Ingredients

  • 1 Tablespoon Olive Oil
  • 1 cup Carrot, Chopped
  • 1 whole Onion, Chopped
  • 1 stalk Celery, Chopped
  • 1 package Chicken Parts
  • 6 cups Water
  • 1 Tablespoon Salt
  • 1/4 whole Zucchini
  • 2 whole Potatoes, Cubed
  • 1 bunch Hand Rolled Fresh Noodles
  • 2 Tablespoons Fresh Ground Black Pepper
  • 2 stalks Green Onion, Chopped

Method

  • You need to start with the broth!
  • Heat your olive oil in a large soup pot. Add chopped carrot, onion and celery and cook until soft and fragrant.
  • Add 4-6 cups of water and chicken parts. Boil chicken for about 15 minutes until the meat is tender and falls off the bone.
  • Remove chicken, but continue to simmer broth. Remove meat from bones and place in a bowl for later use. Put the skin and bones back into the pot and continue to simmer for at least an hour.
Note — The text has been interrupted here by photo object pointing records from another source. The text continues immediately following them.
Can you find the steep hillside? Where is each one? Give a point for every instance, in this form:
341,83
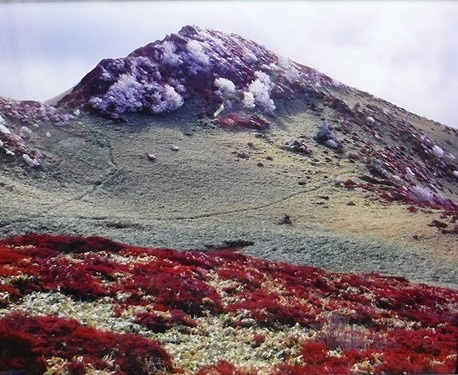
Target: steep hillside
206,138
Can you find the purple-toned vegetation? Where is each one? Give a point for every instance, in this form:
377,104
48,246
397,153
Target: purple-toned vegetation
365,323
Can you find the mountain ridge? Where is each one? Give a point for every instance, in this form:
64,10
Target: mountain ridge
214,159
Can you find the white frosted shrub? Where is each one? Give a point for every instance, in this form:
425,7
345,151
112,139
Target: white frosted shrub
169,55
260,89
248,100
168,100
437,151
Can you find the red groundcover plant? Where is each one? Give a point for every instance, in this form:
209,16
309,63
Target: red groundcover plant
80,305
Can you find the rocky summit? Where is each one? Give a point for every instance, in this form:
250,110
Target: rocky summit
310,208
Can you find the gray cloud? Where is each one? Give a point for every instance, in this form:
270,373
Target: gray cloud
404,52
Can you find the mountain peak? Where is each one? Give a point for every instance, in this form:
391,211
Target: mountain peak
223,69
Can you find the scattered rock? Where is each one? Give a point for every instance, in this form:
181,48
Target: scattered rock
295,145
326,137
151,156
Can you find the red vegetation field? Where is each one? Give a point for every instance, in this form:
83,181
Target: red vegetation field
168,311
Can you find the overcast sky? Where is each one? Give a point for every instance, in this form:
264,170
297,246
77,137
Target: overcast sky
403,51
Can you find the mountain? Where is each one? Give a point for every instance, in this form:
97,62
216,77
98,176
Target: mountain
309,205
100,305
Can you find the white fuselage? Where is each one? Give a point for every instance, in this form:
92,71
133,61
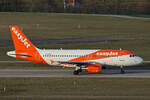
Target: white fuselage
67,55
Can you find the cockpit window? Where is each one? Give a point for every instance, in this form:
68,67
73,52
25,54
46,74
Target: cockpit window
132,55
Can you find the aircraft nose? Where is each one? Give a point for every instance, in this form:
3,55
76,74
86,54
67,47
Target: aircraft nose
139,60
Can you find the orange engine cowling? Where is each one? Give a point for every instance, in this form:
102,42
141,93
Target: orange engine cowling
94,68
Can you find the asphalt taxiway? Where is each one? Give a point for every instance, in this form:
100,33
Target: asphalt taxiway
68,73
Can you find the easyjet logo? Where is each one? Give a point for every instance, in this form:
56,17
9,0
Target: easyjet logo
20,37
107,53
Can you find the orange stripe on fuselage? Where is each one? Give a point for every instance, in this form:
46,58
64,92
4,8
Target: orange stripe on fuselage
101,54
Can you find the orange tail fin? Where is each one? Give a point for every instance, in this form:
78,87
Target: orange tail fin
20,40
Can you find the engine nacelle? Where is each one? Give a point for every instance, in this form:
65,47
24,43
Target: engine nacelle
94,68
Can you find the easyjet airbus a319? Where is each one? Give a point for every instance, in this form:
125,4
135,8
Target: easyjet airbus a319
90,60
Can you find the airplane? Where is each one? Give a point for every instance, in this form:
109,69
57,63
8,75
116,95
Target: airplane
80,59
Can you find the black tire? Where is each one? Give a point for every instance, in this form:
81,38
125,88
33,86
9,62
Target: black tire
122,71
76,72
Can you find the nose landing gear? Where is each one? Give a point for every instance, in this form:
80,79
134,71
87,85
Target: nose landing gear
122,70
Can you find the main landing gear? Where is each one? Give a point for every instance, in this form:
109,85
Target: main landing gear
122,70
77,71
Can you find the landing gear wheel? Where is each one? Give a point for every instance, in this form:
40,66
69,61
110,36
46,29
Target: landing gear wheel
76,72
122,70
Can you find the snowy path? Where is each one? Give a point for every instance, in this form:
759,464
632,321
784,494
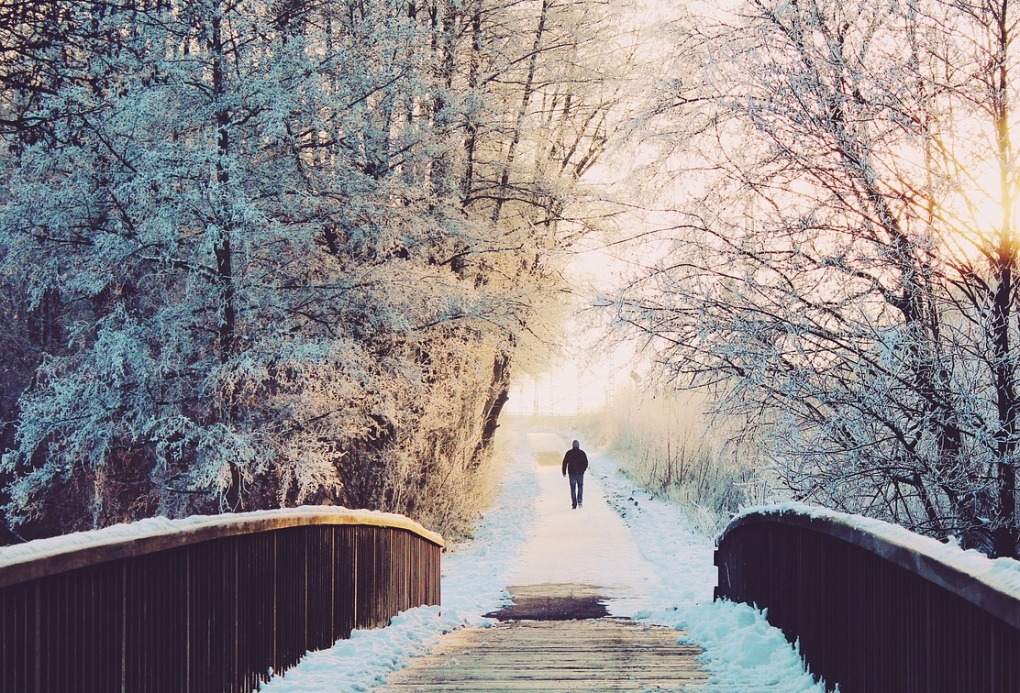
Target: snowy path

Add the tablespoon of salt, or season to your taste (leave the pepper for later). If your heart desires it, add a cube of oxo or something, for a little extra pizazz. I generally think the chicken adds great flavour to the stock so I don't really bother.
  • In the meantime, you can go ahead and chop up your zucchini and your potatoes.
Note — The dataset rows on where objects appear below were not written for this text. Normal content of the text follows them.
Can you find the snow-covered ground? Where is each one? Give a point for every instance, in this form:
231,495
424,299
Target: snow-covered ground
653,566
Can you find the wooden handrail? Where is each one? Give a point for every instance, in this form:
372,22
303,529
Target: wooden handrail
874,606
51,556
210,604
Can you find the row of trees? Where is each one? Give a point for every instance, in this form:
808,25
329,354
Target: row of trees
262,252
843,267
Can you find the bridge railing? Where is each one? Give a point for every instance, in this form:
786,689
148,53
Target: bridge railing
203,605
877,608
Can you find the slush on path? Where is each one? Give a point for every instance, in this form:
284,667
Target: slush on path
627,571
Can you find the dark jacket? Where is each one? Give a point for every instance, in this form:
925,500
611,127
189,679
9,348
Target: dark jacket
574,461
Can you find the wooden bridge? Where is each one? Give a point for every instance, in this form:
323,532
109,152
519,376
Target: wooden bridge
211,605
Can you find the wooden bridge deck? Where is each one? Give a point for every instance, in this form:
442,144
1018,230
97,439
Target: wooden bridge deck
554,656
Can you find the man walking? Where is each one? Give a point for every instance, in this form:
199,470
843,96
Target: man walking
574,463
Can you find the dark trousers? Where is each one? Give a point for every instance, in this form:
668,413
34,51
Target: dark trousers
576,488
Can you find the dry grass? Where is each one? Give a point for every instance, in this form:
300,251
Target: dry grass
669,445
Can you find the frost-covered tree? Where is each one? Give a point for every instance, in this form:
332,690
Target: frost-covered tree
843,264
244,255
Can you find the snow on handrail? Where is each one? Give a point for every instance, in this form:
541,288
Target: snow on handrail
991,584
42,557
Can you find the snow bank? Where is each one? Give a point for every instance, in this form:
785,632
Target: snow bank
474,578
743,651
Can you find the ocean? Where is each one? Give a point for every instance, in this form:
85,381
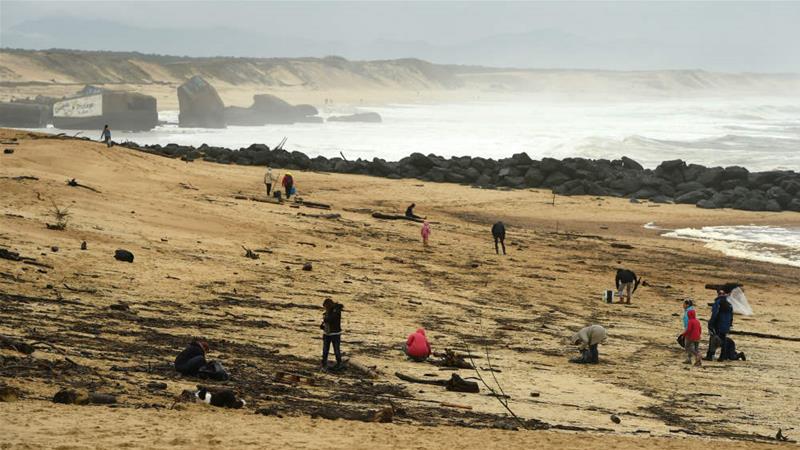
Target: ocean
757,133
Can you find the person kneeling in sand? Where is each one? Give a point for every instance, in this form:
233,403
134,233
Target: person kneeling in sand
587,341
691,336
417,346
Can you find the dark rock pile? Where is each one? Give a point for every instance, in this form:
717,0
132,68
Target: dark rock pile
672,181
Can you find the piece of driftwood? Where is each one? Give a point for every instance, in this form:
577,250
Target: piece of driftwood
458,384
764,335
411,379
380,215
74,183
321,216
727,287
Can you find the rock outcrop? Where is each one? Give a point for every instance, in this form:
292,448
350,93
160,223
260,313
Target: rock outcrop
23,115
672,181
200,105
269,109
128,111
368,117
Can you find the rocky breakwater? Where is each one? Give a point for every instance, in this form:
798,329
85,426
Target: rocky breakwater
672,181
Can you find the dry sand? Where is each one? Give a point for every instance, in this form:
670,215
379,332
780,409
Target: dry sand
186,228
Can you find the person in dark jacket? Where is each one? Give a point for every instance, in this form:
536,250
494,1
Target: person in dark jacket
719,325
288,185
626,281
192,358
499,234
331,332
105,135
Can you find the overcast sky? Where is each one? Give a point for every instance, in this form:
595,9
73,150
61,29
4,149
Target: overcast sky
729,36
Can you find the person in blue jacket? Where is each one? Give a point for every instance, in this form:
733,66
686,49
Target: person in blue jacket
719,325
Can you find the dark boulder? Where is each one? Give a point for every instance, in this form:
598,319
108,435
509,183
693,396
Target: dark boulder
630,164
367,117
200,105
694,196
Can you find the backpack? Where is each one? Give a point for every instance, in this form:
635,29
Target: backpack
213,370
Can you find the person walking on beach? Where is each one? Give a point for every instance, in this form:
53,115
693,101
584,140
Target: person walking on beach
410,212
269,179
417,346
719,325
288,185
587,340
626,281
105,136
425,232
691,336
499,234
331,332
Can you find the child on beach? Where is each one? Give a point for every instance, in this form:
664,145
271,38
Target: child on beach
692,338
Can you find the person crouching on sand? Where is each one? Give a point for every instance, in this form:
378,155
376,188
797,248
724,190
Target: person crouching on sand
331,332
425,232
192,358
417,346
691,336
587,341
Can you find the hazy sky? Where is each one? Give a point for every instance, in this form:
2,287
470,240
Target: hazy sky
732,36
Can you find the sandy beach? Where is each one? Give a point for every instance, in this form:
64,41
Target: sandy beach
187,223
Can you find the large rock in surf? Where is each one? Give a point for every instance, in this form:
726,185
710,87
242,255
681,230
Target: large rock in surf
368,117
269,109
200,105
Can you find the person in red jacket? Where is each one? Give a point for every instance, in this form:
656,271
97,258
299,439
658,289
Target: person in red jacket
692,338
417,346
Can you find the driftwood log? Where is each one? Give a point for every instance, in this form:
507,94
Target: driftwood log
380,215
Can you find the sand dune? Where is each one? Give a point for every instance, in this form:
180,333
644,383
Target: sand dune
187,229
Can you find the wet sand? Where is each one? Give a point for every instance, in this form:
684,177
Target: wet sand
186,228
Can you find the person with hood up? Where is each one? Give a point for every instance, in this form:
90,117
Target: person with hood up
587,341
192,358
425,232
288,185
269,180
331,332
719,325
691,336
417,346
499,235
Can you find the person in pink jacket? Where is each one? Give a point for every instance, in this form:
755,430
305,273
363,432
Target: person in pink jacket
426,231
417,346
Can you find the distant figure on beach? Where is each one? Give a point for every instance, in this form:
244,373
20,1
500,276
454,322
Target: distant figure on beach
288,185
269,179
425,232
688,305
105,136
410,212
499,234
192,358
417,346
719,325
587,341
691,336
331,332
628,282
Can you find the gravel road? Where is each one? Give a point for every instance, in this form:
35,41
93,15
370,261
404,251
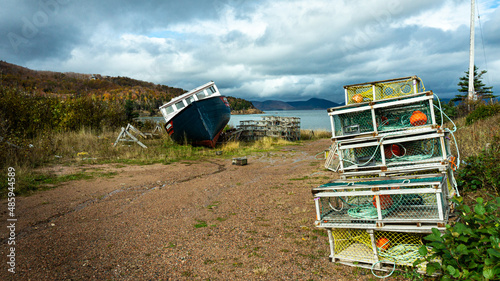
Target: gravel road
207,220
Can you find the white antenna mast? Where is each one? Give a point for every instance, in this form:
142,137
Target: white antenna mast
472,94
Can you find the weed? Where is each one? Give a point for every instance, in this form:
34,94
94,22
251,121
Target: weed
470,249
200,224
260,270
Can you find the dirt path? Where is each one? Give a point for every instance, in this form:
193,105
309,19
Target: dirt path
186,221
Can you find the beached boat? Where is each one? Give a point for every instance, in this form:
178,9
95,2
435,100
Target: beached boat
198,116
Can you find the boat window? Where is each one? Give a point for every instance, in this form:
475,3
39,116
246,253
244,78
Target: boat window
169,110
200,95
190,100
179,105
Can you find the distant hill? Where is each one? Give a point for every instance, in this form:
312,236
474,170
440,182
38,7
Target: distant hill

  • When you think the stock is ready (taste it!), use a colander to strain the broth, thereby catching the bones and skin of the chicken- these are not things you want in your finished product. I usually just strain it into a new pot, but if you have fancy double decker pots with the strainer inside this would be a good opportunity to use it
  • With your lovely fresh broth continuing to simmer on the stove, go ahead and add your zucchini, potatoes and chicken. When the potatoes are fork tender, add your fresh noodles. It won't take long for them to cook.
  • When the noodles are soft and slippery, it's time to add the pepper! This broth is really peppery so add as much as you can handle. Pour into bowls and garnish with green onion, or dried seaweed. Enjoy!